NCPA - National Center for Policy Analysis

State Unemployment Trust Funds in Trouble

May 8, 2014

States have unemployment insurance trust funds, intended to generate money to finance unemployment benefits for out-of-work Americans. But the funds took a hit during the recession, and many states are still facing large amounts of debt, reports Stateline.

  • In early 2011, when debt levels were at their worst, the states collectively owed $47 billion to the federal government.
  • During the Great Recession, 36 states asked the federal government for loans. Today, 16 states owe more than $21 billion to the federal government. This does not mean that the other states are not in debt -- many simply borrowed from the private bond market, making the debt difficult to track.
  • California held the highest amount of debt -- at more than $10 billion. As of March 31, its unemployment trust fund was $9.8 billion in debt.
  • Indiana, New York, North Carolina and Ohio each have more than $1 billion in debt.
  • Some states have been able to recover, however. Minnesota had a positive trust fund balance of $237.8 million, which dropped to more than $700 billion in debt in early 2011. As of March, the fund had a positive balance of more than $1 billion.

Some states raise taxes when their unemployment funds drop to low levels. Colorado, for example, taxed employers who laid off workers in 2010. But other states have reduced benefits instead.

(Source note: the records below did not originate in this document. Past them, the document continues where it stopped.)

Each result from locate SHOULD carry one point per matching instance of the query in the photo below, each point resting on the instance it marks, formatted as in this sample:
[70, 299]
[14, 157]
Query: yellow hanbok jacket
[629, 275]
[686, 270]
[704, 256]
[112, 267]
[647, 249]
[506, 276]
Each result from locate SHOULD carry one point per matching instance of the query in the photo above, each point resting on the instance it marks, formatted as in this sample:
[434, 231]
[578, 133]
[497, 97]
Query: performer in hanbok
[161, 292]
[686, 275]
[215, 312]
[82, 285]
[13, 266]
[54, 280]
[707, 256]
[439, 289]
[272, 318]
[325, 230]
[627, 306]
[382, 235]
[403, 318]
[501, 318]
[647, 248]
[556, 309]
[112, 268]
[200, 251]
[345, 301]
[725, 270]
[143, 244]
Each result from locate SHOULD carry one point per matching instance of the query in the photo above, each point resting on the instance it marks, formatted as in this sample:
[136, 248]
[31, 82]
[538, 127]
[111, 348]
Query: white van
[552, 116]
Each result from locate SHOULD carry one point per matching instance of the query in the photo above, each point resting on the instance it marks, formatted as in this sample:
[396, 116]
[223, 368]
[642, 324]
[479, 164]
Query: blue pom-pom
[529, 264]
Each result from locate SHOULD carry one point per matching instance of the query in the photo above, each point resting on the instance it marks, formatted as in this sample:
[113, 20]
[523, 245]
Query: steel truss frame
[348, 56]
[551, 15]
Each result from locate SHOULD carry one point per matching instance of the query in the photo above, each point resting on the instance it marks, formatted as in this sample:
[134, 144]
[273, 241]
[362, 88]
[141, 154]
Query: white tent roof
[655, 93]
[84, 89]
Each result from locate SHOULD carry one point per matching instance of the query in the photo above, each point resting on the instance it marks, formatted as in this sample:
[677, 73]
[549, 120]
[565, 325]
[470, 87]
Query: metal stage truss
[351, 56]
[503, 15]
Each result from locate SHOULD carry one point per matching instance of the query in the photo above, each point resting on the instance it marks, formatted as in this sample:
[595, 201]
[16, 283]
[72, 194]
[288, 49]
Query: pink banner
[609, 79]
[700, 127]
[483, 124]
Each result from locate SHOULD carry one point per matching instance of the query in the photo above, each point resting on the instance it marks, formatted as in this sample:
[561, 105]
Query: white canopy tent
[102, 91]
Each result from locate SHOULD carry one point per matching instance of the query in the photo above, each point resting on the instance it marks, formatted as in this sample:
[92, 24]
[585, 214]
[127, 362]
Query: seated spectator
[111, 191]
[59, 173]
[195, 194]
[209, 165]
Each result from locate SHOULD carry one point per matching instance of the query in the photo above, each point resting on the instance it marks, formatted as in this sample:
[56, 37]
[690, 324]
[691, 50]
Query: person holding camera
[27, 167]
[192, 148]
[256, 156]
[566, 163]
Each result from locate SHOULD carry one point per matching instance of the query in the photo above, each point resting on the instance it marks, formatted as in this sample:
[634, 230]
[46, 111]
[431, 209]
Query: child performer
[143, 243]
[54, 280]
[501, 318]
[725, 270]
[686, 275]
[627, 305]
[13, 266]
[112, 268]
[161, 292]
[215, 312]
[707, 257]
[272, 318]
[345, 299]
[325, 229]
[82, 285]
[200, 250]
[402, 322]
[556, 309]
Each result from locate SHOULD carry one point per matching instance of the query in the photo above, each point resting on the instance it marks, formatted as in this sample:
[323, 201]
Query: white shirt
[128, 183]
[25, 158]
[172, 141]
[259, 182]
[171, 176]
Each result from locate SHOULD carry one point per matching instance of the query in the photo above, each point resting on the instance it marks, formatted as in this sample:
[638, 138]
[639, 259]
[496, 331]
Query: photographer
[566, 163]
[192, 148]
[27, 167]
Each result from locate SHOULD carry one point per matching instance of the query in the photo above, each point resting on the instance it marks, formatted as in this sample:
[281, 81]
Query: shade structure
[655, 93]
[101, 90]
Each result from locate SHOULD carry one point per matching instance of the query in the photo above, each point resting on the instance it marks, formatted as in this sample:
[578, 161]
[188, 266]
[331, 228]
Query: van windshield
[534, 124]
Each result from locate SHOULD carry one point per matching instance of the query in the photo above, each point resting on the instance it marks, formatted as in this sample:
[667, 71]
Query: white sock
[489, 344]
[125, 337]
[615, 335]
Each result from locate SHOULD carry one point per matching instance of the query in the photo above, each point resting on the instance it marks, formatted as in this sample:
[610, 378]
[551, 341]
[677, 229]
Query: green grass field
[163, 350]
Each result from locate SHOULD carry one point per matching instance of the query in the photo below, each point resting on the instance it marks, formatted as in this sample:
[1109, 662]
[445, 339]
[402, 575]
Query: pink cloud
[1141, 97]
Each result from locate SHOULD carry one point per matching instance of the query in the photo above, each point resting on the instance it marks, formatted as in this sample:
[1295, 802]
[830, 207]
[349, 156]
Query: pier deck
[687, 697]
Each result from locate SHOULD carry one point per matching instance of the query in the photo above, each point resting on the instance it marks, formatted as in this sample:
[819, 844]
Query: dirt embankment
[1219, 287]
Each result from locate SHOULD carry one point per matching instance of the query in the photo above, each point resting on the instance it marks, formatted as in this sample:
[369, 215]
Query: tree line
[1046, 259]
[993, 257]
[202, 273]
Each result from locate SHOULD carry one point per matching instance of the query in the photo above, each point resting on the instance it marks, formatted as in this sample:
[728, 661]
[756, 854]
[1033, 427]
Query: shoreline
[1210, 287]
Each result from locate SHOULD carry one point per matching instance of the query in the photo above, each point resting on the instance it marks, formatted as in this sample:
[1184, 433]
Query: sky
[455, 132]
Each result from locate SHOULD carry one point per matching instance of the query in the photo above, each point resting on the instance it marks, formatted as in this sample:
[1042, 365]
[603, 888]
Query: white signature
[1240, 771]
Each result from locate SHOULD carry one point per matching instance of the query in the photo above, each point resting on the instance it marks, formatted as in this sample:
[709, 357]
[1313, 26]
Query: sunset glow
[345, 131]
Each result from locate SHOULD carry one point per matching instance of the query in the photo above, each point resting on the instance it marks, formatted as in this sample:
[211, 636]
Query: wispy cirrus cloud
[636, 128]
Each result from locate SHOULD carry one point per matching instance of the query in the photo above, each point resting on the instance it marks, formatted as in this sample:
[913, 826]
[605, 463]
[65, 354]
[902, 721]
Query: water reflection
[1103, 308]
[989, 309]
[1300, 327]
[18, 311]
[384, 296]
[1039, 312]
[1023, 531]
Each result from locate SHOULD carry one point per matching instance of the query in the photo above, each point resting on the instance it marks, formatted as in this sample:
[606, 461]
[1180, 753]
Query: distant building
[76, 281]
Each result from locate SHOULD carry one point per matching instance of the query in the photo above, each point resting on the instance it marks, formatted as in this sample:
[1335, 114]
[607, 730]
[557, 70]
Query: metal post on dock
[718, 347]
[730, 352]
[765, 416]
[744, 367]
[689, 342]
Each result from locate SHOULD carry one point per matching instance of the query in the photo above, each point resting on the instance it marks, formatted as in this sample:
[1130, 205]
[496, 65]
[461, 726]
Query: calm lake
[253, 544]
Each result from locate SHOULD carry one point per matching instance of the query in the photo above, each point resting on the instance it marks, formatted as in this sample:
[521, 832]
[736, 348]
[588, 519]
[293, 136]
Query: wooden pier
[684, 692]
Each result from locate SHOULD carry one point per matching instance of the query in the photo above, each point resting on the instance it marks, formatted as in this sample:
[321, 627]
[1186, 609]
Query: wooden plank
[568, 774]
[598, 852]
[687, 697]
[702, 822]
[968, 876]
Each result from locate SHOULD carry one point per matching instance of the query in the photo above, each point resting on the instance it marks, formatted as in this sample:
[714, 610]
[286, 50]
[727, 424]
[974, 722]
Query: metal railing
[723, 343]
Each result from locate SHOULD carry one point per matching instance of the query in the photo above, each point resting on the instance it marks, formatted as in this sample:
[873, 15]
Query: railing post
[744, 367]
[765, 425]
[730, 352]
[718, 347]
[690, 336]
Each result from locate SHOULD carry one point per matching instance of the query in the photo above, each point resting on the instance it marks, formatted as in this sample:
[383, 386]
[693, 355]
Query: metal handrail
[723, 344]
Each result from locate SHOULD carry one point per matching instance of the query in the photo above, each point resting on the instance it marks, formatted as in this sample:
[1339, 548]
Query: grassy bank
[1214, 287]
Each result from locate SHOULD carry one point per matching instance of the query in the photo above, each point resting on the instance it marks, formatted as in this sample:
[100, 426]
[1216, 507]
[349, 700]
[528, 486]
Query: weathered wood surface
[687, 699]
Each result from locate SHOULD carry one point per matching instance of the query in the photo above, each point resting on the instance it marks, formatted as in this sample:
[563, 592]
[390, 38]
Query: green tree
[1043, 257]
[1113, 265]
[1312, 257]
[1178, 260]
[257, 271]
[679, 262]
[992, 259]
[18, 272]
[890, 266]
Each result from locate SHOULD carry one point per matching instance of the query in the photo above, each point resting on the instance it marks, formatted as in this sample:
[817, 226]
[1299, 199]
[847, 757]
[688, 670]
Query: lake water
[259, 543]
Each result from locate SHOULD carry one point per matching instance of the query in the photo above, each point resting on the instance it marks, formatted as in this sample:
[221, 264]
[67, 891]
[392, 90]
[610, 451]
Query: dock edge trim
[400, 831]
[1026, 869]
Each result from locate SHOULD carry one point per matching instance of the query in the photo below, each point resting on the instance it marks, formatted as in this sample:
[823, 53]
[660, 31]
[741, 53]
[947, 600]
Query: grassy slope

  • North Carolina completely overhauled its unemployment system last year, becoming the first state to opt out of the federally funded long-term unemployment benefits system.
  • It also made the number of available weeks of unemployment benefits dependent upon the unemployment rate. When the unemployment rate is above 9 percent, 20 weeks of unemployment benefits are available. When the rate is at 5.5 percent, the state grants 12 weeks of benefits.
  • North Carolina's debt has fallen from $2.6 billion in early 2012 to $1.45 billion in March 2014.

These unemployment funds are not prepared for another round of widespread unemployment. Prior to the recession, the states together had less than $40 billion in their unemployment trust funds, the lowest level since World War II. In the early 2000s, the state funds had more than $50 billion.